Warum soll Griechenland allein die Suppe auslöffeln, die eine Gruppe von „zwölf“-Sterne Köchen versalzen hat? Hat die europäische Idee noch Bestand? Wer glaubt, es ginge nur um ein Währungsproblem, der vergisst, dass die vielschichtigen Finanz- und Wirtschaftsprobleme die anfängliche Idee bereits in den Hintergrund haben treten lassen; der Materialisierungsprozess ist in vollem Gang. Die europäische Idee erfordert die Bereitschaft zu einer Verantwortung, die über die Interessen des eigenen Staates hinaus reicht. Eigene Interessen haben das Ganze zu beleben und nicht zu schwächen! Einer für alle, alle für einen; anders kann eine Gemeinschaft nicht funktionieren und nur gemeinsam kann sie stark sein. Hilfreich kann demzufolge nur die Bereitschaft zur tätigen Solidarität sein!
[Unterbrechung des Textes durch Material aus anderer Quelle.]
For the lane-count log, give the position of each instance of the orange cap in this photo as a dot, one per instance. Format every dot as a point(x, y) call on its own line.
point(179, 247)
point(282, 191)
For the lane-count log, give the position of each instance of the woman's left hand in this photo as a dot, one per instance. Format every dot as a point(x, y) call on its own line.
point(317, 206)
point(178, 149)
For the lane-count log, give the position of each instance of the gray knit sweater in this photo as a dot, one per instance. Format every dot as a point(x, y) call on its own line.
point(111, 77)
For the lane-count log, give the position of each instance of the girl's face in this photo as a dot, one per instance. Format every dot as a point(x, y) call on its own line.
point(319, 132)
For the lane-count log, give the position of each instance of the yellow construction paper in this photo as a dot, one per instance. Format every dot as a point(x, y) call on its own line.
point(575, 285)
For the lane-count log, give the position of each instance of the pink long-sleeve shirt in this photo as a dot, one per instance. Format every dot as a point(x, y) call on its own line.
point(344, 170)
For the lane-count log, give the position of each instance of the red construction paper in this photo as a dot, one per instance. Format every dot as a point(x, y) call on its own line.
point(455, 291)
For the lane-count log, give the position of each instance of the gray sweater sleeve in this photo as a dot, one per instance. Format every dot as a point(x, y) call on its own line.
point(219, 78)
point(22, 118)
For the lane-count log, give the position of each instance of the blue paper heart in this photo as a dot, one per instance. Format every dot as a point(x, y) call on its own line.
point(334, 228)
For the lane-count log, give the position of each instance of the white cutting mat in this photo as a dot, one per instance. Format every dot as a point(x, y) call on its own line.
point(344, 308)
Was ist das für eine sonderbare Solidarität, nach der eine Vergesellschaftung der Schulden durch die Etablierung von Eurobonds von Deutschland vehement abgelehnt wird? Private Interessen schwächen den Willen zur gemeinsamen Verantwortung. Natürlich können Eurobonds nicht das einzige Mittel sein, obgleich schon dieser Schritt den Zusammenhalt der Gemeinschaft glaubwürdiger machte. Flankierend muss das geschehen, was die Kanzlerin nachdrücklich einfordert, nämlich zu sparen. Ein Aspekt des Sparens sind durchgreifende Strukturreformen, eine stringente Schuldenpolitik ein durchsichtiges Vorgehen bei der Besteuerung und nachvollziehbare, europaweit gültige und verbindliche Wirtschaftsrichtlinien. Nur in diesem Dreierpack kann Europa und der Euro gerettet werden. Jede isolierte Maßnahme ist zum Scheitern verurteilt und leistet dem Prozess der Materialisierung weiterhin Vorschub.